Ainsi, oui, même dans un pays où le grand public connait peu le sport auto, il est possible de faire rêver les femmes avec des histoires de pilotes... Sachant que Ferrari n'est présent dans l'archipel que depuis 2012. Autostrada, fondé par Wellington Soong, représentant officiellement le cheval cabré.

Ce qui me chiffonne le plus, c'est l'histoire du Ferrari Challenge. C'est une compétition pour gentlemen-drivers -souvent grisonnants- et ils courent à fond perdu. Dans la vraie vie, ce n'est pas avec ça qu'il aurait financé sa villa à Cebu !
Accessoirement, je doute qu'il y ait beaucoup de femmes qui en suivent les courses...
Le gag, c'est que Richard Vernon Anderson Avilla existe !

"R. Avilla", ça ne vous rappelle personne ? C.D. de Guzman s'est très largement inspirée de Rodolfo Avila (avec un "L".) Son deuxième prénom est d'ailleurs Silvério (ce qui sonne comme "River".) Pilote de British F3, puis de Carrera Cup Asia, Avila court actuellement en tourisme et il est également team-manager (et non ingénieur.)

Problème : Avila est un Portugais de Macao et non un Philippin.
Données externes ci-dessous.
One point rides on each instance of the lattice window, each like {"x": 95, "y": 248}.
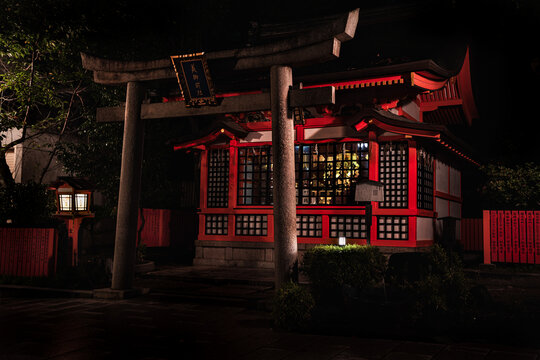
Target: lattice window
{"x": 425, "y": 180}
{"x": 309, "y": 226}
{"x": 393, "y": 173}
{"x": 252, "y": 225}
{"x": 216, "y": 224}
{"x": 351, "y": 227}
{"x": 218, "y": 178}
{"x": 255, "y": 175}
{"x": 325, "y": 173}
{"x": 393, "y": 227}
Ce qui explique pourquoi, dans le roman, River est toujours fourré à Macao et à Hong-Kong... Quant à son expérience au volant d'une Ferrari, elle se limite à une saison d'Asian Supercar Challenge, en 2008.

C.D. de Guzman n'avait pas le temps de faire de grandes recherches. Elle a donc mixé Avila avec un second pilote : Marc Soong. Fils de Wellington Soong, c'est un fan de Ferrari et un jet-setteur régulièrement interviewé. En revanche, il n'a pas un physique de jeune premier (NDLA : il commence systématiquement ses interviews en évoquant son surpoids.) Soong Jr a effectivement testé une Ferrari Challenge. Néanmoins, il était à l'arrêt. Du coup, il court en Toyota Vios Cup, ce qui est moins glamour...

La Ferrari Challenge, C.D. de Guzman l'a trouvée chez Angie King. La patronne de Car Porn Racing (sujet de mon prochain post) a effectué quelques apparitions, décrochant des victoires de catégorie. Surtout, elle a diffusé ses courses (avec son débriefing) sur YouTube (où elle tient l'une des principales chaine de voitures philippine.) C'est peut-être ça qui a aussi donné l'idée à C.D. de Guzman d'une femme qui regarderait des courses de Ferrari Challenge Asie-Pacifique.